Interaction Between Commensal Bacteria and the Intestinal Barrier in IBD
Commensal Bacteria Degrade More Mucus
During IBD, the microbial genes detected in feces were reduced by about 25%, and the abundance and diversity of commensal bacteria decreased overall (46, 47). Patients with IBD have more harmful bacteria and fewer beneficial bacteria. In fact, under the protection of the mucus barrier, the intestinal tract can maintain a steady state even though the bacteria in the intestinal tract undergo minor changes (48). However, the total abundance of mucus-degrading bacteria in IBD patients is increased significantly (49). The mucus-degrading bacteria in healthy humans degrade the skeletal structure of mucus-mucin (MUC2) to release the product for use by other bacteria (50), but the sharp increase in mucus-degrading bacteria, such as Ruminococcus gnavus (R. gnavus) and Ruminococcus torques (R. torque), will dissolve more mucus and increase the exposure of epithelial cells (49). In addition, IBD is usually accompanied by truncated O-glycans in intestinal epithelial cells, which may be related to glycosidase produced by microorganisms and oxidative stress caused by inflammation (51). The truncated intestinal sugar chain makes the mucosa thinner, and the SCFAs are reduced in IBD and cannot regulate mucin glycosylation normally (52). This makes mucin lose its stability. The decreased Bacteroides and Faecalibacterium prausnitzii also failed to promote the differentiation of goblet cells, and they could not regulate the glycosylation of the mucosa (Figure 2) (53–55).
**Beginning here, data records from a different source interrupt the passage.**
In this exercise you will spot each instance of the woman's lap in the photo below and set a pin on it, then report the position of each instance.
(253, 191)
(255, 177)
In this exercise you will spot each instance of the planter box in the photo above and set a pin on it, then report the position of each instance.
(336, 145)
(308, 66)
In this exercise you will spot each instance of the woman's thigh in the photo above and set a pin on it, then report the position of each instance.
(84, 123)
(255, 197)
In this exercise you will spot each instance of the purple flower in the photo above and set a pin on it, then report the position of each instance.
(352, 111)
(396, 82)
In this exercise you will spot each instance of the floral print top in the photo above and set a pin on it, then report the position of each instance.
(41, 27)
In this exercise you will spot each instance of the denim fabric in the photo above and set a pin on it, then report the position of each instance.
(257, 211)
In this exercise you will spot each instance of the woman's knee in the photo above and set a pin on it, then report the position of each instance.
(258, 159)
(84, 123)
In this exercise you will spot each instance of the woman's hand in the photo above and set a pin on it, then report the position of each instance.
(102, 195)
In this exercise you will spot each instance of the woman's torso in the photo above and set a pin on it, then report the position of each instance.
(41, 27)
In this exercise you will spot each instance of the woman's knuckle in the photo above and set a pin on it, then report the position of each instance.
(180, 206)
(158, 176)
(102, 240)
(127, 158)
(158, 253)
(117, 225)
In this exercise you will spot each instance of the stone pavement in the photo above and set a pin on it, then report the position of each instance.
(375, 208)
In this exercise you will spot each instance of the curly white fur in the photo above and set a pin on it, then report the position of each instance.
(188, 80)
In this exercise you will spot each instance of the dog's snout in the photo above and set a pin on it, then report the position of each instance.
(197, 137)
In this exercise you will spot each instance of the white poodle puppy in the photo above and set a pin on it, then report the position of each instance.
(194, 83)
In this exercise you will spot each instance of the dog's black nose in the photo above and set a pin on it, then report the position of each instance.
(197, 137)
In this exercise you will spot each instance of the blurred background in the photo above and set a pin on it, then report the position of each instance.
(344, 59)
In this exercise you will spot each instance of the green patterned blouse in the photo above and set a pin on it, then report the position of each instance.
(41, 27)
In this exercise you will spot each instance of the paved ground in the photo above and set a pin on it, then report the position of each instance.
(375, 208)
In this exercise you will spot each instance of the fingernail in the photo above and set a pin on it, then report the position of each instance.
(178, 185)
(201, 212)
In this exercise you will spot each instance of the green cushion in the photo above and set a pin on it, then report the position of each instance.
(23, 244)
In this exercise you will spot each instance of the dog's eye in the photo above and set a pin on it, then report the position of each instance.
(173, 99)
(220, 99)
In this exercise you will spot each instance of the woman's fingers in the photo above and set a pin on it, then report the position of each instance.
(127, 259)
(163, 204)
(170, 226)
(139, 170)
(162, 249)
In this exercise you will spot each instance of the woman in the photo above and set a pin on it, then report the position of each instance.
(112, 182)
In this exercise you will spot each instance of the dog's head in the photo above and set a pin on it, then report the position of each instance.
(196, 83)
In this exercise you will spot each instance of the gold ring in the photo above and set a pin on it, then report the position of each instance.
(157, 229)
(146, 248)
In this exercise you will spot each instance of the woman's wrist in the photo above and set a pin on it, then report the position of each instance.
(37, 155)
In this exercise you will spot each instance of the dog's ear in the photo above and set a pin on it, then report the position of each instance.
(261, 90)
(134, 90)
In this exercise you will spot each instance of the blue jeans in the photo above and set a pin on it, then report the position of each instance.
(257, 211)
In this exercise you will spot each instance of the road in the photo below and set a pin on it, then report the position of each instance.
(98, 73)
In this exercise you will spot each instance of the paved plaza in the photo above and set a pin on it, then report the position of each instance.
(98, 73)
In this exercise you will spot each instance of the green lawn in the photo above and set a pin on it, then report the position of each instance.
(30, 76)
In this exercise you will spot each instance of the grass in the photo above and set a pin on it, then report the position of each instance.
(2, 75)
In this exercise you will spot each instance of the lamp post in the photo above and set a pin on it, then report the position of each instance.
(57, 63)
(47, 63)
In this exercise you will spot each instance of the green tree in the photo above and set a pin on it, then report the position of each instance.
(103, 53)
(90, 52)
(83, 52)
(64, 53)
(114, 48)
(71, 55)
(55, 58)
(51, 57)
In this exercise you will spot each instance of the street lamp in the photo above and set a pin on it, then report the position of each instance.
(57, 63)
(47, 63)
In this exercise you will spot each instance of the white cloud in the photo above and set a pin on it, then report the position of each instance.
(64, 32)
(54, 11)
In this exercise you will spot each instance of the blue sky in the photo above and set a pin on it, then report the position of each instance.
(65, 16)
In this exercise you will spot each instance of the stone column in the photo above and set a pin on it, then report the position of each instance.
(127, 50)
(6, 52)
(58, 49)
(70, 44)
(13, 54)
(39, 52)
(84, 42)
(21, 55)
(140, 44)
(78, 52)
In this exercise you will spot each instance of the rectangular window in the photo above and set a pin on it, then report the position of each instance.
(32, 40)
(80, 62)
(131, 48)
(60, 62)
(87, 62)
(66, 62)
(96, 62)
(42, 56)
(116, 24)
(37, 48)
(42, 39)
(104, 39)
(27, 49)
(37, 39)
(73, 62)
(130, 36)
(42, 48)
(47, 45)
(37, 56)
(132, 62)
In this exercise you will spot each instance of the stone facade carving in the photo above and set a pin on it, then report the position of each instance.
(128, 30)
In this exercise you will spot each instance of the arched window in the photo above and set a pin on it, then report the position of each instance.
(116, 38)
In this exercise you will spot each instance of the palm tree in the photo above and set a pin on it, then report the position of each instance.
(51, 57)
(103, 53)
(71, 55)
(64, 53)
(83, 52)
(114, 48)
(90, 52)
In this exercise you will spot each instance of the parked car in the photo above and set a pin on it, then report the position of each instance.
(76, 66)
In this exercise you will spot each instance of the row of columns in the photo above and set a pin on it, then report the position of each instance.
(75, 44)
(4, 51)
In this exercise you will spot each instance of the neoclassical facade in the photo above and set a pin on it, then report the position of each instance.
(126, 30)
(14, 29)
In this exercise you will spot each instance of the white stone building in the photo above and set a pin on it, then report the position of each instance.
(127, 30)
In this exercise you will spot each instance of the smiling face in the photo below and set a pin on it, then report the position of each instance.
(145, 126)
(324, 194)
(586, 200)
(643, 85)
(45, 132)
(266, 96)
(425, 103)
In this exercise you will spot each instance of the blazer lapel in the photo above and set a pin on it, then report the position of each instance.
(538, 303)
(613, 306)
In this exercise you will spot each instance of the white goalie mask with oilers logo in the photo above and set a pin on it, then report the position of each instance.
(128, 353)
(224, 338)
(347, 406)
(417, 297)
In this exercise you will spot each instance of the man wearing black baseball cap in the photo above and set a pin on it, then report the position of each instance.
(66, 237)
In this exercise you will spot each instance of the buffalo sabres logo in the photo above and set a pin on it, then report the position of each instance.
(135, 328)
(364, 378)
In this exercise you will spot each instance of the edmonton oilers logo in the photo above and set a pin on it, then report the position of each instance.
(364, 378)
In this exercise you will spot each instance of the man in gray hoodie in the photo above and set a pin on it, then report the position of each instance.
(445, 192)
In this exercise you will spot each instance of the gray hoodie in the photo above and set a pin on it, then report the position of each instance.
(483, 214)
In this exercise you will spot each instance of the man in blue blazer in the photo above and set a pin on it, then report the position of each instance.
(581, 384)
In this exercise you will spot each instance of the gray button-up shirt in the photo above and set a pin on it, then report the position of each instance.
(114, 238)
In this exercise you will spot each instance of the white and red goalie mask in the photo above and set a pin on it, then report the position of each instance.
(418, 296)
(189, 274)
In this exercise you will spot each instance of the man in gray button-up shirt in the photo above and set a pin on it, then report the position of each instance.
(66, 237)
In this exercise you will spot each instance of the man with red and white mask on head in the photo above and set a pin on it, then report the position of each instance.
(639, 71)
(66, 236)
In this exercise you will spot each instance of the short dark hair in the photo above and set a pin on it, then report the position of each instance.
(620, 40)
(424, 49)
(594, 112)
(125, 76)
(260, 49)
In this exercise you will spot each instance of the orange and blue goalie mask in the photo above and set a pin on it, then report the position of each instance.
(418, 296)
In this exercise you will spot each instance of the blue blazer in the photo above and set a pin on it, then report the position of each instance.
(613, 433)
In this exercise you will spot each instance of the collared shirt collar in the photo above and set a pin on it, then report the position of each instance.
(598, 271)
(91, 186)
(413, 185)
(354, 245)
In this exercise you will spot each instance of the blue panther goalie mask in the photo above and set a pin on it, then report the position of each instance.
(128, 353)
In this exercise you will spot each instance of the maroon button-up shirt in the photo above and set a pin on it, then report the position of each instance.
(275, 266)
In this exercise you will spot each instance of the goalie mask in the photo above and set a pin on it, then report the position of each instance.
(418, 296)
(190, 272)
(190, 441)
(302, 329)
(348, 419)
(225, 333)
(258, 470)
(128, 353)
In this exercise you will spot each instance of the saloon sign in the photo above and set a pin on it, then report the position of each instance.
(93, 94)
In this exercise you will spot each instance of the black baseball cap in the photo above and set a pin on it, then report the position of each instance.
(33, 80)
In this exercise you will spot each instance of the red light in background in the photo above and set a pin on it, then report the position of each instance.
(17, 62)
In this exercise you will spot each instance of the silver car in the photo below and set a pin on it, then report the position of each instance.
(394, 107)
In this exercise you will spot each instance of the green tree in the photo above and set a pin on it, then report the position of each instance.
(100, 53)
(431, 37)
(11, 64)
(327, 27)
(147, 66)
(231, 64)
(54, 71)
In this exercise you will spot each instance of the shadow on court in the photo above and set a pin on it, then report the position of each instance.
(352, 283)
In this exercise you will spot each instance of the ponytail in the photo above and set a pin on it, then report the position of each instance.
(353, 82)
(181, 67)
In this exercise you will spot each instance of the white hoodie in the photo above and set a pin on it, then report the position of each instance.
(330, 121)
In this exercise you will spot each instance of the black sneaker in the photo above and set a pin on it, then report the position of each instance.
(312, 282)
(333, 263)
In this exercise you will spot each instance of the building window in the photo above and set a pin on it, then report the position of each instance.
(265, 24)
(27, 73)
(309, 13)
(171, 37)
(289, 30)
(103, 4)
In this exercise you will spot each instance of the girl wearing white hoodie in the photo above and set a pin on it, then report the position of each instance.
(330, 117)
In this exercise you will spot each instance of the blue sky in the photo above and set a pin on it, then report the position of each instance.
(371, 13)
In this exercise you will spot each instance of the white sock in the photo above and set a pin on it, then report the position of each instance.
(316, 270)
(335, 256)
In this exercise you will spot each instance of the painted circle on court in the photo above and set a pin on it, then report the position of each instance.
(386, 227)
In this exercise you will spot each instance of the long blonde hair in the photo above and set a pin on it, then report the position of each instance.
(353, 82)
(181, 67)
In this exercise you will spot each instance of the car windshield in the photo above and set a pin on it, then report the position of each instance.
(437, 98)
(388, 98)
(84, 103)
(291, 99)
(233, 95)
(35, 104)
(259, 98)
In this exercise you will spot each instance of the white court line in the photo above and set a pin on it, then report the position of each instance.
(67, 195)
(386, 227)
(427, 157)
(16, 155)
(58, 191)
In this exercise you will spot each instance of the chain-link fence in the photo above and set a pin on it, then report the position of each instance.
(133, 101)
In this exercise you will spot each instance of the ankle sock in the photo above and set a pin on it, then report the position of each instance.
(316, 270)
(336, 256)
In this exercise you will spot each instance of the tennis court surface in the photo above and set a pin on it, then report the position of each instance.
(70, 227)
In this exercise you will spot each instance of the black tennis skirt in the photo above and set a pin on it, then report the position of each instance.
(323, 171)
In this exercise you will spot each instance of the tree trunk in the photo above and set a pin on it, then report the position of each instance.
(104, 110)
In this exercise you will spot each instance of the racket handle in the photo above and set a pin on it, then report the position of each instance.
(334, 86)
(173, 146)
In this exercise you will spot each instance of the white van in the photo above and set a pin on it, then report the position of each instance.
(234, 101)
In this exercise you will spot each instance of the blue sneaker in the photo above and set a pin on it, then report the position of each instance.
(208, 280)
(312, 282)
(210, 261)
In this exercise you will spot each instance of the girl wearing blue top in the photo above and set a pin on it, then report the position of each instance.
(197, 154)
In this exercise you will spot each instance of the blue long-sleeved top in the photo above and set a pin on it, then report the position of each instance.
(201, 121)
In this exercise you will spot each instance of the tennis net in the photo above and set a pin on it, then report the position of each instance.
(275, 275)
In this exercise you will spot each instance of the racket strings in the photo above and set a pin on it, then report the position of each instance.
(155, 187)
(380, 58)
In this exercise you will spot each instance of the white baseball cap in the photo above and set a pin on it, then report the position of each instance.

Figure 2 The structural changes of commensal bacteria during IBD lead to the destruction of the intestinal barrier. When the structure of the commensal bacteria changes, the mucus in the colon becomes thinner, mainly due to the increase in the proportion of some major mucus-degrading bacteria. The O-glycans on the intestinal epithelial cells would normally stabilize the mucus, but they are reduced in IBD. At this time, goblet cells cannot differentiate normally, so the mucus becomes thinner, and pathogenic bacteria enter the inner mucus layer and contact the epithelium. As the proportion of pathogenic bacteria greatly increases, the pathogenic factors produced directly attack the intestinal cells. With the reduction of short-chain fatty acid-producing bacteria, the tight junctions of the intestine cannot be maintained. The red arrow highlights the reduction.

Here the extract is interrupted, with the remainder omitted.